Opened by Odissi dancer Protima Gauri in 1990, this modern gurukul is more a community than a school. Situated near Hesaraghatta Lake, about 30 kilometres away from Bangalore, it is the perfect place to escape the city and immerse yourself in both culture and nature. It boasts both beautifully maintained gardens, as well as temples.
3. Big Banyan Tree
Known locally as the Dodda Alada Mara, this 400-year-old tree is located just outside Bangalore in the village of Kethohalli. Several thousand aerial roots hang down from an amalgamation of small and large trees covering over 250 metres. Explore the labyrinths formed by the enormous roots, filled with pathways and brightly painted seats.
4. Jakkur Aerodrome
Visit the Jakkur Aerodrome for a wide range of exciting and engaging activities. Here you can take a ride in an aircraft to watch the city sparkling from below you, or go micro light flying over the city. Adventure junkies can also go parasailing, and much more.

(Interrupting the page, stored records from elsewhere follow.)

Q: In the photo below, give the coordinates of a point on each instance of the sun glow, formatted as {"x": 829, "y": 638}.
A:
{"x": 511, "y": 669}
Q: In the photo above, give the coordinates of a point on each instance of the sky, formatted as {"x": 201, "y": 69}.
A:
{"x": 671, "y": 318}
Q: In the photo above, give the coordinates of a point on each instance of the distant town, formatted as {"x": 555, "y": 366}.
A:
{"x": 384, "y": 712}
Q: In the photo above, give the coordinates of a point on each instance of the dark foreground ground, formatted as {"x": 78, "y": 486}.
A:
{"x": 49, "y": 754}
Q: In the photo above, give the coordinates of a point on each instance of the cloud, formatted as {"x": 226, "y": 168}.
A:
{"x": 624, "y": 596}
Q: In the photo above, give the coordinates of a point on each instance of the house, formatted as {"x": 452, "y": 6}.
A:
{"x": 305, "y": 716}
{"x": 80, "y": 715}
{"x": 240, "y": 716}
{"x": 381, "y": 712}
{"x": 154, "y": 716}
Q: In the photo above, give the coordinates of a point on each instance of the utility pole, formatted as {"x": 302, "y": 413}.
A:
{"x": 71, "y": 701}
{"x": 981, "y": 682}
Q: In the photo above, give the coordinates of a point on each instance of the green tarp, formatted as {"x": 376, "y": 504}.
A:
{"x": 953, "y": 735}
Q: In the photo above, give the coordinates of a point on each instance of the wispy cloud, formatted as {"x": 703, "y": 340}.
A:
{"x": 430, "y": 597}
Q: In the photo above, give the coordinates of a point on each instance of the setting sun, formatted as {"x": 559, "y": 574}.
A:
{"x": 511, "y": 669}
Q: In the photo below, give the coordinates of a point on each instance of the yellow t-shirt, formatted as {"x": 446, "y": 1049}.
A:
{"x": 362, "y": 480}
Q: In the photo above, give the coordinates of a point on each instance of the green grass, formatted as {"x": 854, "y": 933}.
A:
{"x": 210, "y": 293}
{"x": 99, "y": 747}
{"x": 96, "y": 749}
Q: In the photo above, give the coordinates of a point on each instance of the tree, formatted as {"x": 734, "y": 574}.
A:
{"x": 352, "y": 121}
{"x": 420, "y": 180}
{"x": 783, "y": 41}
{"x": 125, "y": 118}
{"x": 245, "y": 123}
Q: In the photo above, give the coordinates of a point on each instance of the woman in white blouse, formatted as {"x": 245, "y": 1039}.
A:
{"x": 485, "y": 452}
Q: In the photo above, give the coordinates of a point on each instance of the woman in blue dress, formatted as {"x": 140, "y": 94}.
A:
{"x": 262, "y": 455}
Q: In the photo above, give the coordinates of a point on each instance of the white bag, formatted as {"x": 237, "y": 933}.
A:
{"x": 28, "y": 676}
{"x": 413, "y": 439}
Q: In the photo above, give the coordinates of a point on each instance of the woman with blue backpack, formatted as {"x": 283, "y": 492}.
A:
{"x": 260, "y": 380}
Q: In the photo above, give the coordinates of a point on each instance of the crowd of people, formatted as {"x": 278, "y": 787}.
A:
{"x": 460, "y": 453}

5. Gardi Ustad Pehlwan Kale Bhai
This 110-year-old akhara (wrestling pit) smack in the middle of Shivajinagar is one of the few remaining spaces where kushti (traditional Persian wrestling) is practised in the city. However, in the afternoons, this gardi turns into a restaurant, serving delicious biryani and kebabs.
6. Mayo Hall
Amidst the high-rises and modern buildings of Brigade Road, sits the colonial Mayo Hall. It was built in the 1800s to honour the memory of Lord Mayo, the 4th Viceroy of India. This relic of a bygone era staunchly escaped the rush to modernity that surrounds it. Full of beautiful ornate furniture, chandeliers, stone arches, and Tuscan columns, it houses both government offices and the Kempegowda Museum.
7. Blossom Book House
One of the most beloved bookstores in Bangalore, Blossom may not be the most unusual destination on this list. Opened in 2001 and located on Church Street, Blossom is the largest second-hand bookstore in India and is a must for any book-lover. You can easily get lost in the stacks and stacks of books piled in every nook and cranny of the store. It also recently expanded to a second location nearby.
8. The Real “Malgudi”
Whether you read the short stories or watched the TV series, you might be familiar with RK Narayan’s Malgudi Days. While the town may be fictional, Narayan has said that the name is a combination of two of his favourite areas in Bangalore — Malleswaram, and Basavanagudi. These neighbourhoods still retain much of their old-world charm, with tree-lined streets and gorgeous traditional heritage homes.
9. Freedom Park
Located in what was once Bangalore’s central jail, Freedom Park is said to have been inspired by Hyde Park in London. This intriguing park is meant to be a symbol of India’s freedom and a stage for public meetings. It also has the remains of the barracks and a watchtower, along with a Jail Museum.
10. Pyramid Valley
Located just outside Bangalore, in Kebbedoddi, this international meditation center houses the world’s largest meditational pyramid. The Maitreya-Buddha Pyramid is 102 feet tall and can house over 5000 people. Nestled in a lush green valley, it also has streams and hills that make it an ideal place to relax and meditate.
11. Turahalli Forest
The Turahalli Forest Area is the last surviving forest in Bangalore city. Located off the Kanakapura Road, near Banashankari, this area is full of narrow trails, small hillocks, and dense vegetation. Vehicles have been banned inside this reserve forest, but it is a popular spot for cyclists. It also offers numerous activities for the outdoor enthusiast, such as hiking and rock-climbing.